The mission to Mars also has enormous Earth-bound applications with spin-offs in collaboration with industry bringing environmental benefits as well as technologies that can be applied in the fields of health and crime detection.

Professor Sims said: "ExoMars is a key mission in exploration of the planet Mars. It will attempt to gather samples from a depth 1-2m below the surface where they are protected from radiation and oxidants thought to exist on the surface – both of which would destroy/heavily degrade complex organic compounds.

"The mission gives the University, and the Space Research Centre(SRC) team in particular, the opportunity to explore the chemistry and mineralogy of Mars as well as look at the possibility of life on Mars in the distant past, or even today, and at the same time create world-class science. Because of its innovative work in space instrumentation, which builds upon the SRC expertise in imaging detectors and its interdisciplinary work on sensor systems, the University is providing several instruments.

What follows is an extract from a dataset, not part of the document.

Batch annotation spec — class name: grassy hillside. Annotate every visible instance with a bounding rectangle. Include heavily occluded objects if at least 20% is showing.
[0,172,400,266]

"This is a truly exciting opportunity to explore Mars and look for extra-terrestrial life and on Friday 4 June, we are announcing the University of Leicester teams preparing for the ExoMars Flight Model Build programme."

Following construction of prototypes and confirmation of the mission by ESA, University of Leicester teams will start to gear up for the design and build of the various test models of the instruments and the build of the flight instruments due to be delivered in 2014.Both local industry in the East Midlands and key UK companies will be involved in the build of these instruments.

Professor Sims added: "The University of Leicester and the UK has a major international role in this key mission. The work associated with the ExoMars mission will be a major part of the University's Space Research Centre programme until launch of the mission in 2018 and after that, with operations and 'new science' on the surface of Mars from 2019.

"For the last 50 years at the University of Leicester, we have been exploring the Universe via astronomy; since 1993 the Earth and since 1995 the planets and Mars in particular. In 2018 the University will contribute instruments to the ExoMars mission that will attempt to answer the question of past or present life on Mars."

Professor Sims added that the University of Leicester's space research fed directly into postgraduate research as well as impacting on undergraduate education and on outreach programmes in schools, colleges and the wider community. The pioneering work of the University in Physics and Astronomy also led to the creation of the National Space Centre in Leicester.

Professor Sims said: "Given its major roles in the Mercury Bepi-Colombo mission and ExoMars Leicester is becoming known as one of the European leaders in planetary instrumentation. We now have thriving postgraduate research in planetary science and particularly Mars. There is an indirect link to undergraduate courses e.g. Space and Planetary Instrumentation, Life in the Universe."